On a Friday afternoon in late 2018, children gathered on an artificial-grass pitch in Kazakhstan’s former capital of Almaty. In the distance, beyond the hangarlike buildings of their school, the Trans-Ili Alatau Mountains were snowcapped. On the other side rose the glass-walled Ritz-Carlton hotel complex. Shakira’s Hips Don’t Lie blared from the PA.
The occasion was a soccer tournament like many the world over, but, Shakira notwithstanding, this one had a determinedly British bent. The competition was between houses—student groupings traditional in English private education. Pagodas by the pitch bore the signature colors of the Bartle Frere, Edmonstone, Kipling, and Attlee houses. The first two were named for 19th century administrators of British India. The third honored Rudyard Kipling, author of the imperialist panegyric The White Man’s Burden. The last was named for Clement Attlee, the prime minister who established Britain’s National Health Service. All four men attended the English private school Haileybury or its antecedents.
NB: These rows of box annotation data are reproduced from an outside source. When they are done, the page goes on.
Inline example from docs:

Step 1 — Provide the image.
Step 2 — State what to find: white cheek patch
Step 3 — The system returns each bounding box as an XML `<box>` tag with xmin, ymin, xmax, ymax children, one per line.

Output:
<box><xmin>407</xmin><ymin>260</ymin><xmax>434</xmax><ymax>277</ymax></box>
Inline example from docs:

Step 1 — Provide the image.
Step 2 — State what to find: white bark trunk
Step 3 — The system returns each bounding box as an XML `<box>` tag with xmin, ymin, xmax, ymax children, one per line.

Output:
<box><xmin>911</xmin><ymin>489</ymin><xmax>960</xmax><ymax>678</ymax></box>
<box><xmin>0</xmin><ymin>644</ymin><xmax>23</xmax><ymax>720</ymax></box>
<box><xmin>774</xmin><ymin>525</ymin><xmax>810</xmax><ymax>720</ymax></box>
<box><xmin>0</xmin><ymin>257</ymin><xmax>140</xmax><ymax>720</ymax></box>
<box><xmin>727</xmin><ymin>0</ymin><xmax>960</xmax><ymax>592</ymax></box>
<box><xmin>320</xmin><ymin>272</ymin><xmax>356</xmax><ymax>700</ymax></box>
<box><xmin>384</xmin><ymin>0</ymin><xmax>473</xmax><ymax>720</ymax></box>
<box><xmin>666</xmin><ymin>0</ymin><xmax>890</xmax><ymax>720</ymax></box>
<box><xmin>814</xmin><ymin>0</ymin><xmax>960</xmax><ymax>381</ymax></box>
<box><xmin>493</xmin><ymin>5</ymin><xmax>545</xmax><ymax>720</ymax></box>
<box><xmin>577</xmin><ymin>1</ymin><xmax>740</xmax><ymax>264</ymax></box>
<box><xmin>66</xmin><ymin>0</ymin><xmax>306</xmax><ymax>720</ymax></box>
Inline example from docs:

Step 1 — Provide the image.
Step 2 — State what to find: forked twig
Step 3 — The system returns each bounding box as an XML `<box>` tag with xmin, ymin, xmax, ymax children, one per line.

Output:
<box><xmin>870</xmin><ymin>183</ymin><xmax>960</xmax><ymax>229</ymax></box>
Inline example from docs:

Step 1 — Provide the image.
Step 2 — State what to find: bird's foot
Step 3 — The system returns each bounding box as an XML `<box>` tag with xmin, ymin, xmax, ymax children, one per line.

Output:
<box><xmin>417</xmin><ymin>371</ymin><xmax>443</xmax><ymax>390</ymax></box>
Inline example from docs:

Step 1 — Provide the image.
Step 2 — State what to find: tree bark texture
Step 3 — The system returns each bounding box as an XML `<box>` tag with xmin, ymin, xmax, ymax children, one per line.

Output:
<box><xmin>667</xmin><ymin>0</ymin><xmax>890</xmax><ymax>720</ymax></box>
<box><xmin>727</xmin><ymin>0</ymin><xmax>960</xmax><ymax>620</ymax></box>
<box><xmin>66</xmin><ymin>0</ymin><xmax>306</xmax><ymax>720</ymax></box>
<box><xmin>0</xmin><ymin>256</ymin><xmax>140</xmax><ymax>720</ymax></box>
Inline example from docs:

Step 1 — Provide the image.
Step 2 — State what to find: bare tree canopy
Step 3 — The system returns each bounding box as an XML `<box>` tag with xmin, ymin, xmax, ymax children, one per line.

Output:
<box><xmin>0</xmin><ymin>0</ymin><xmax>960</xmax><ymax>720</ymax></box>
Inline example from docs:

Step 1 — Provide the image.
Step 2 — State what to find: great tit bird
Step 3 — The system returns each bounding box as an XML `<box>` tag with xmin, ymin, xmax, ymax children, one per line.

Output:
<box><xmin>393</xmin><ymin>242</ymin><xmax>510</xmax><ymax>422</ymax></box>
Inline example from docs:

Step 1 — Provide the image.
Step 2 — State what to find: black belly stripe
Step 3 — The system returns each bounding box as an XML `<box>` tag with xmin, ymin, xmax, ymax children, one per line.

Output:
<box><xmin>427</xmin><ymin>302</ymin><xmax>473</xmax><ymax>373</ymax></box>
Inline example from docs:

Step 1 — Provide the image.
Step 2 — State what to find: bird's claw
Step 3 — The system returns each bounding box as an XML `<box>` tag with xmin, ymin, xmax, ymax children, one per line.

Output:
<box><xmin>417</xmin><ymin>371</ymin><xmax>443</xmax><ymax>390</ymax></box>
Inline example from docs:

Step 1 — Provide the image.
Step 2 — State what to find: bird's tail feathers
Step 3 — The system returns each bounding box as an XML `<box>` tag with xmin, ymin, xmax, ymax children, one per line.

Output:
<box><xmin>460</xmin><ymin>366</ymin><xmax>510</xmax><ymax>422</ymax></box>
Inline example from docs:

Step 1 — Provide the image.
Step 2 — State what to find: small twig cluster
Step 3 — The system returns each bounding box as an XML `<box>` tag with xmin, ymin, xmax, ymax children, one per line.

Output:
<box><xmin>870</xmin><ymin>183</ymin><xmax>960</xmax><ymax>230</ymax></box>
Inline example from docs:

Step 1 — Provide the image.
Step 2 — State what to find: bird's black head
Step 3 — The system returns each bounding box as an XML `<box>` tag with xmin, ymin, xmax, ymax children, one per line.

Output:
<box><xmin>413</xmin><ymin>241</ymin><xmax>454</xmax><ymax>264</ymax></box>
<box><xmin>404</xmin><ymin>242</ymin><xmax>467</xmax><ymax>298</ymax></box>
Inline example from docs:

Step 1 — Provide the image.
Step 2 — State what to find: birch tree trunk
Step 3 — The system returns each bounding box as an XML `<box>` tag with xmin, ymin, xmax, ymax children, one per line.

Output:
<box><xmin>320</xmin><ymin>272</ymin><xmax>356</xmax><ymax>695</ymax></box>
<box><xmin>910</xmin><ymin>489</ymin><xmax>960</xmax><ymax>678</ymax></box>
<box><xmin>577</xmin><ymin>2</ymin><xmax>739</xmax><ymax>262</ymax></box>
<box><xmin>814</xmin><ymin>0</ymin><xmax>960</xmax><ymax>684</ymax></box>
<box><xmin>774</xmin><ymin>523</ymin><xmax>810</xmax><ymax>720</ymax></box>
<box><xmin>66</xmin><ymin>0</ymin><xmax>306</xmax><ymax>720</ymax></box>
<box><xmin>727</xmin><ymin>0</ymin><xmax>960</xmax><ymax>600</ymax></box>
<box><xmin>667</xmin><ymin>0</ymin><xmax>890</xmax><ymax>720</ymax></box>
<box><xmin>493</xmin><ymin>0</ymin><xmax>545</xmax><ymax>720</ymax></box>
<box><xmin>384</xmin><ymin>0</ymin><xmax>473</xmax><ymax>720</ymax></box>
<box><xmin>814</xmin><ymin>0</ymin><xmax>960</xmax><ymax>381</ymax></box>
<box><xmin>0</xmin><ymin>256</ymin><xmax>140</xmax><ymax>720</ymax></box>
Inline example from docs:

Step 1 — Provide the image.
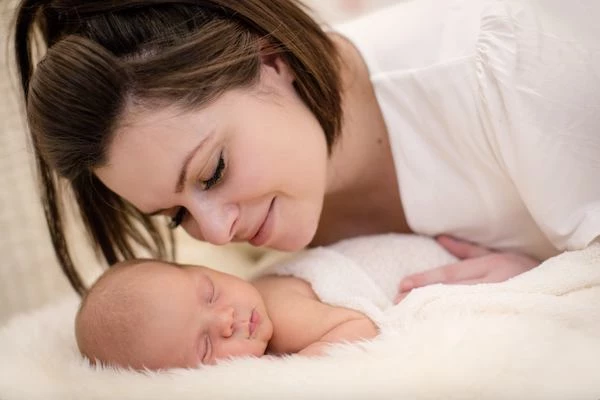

The tourney was taking place at Haileybury Almaty, the first of two Kazakh franchises that have opened since 2008. The move had some strange historical resonances. Haileybury, descended from the East India College, is arguably the school most closely associated with Britain’s imperial past. Kazakhstan, meanwhile, is a vast autocracy, flush with petrodollars yet free for less than three decades after more than a century of near-unbroken Russian or Soviet rule. Out on the AstroTurf, a girl with braces waved a Kipling House banner bearing a hand-drawn hammer and sickle. The poet would no doubt have blanched at the image: When the Bolsheviks took power in 1917, he wrote that one-sixth of the world had “passed bodily out of civilisation.”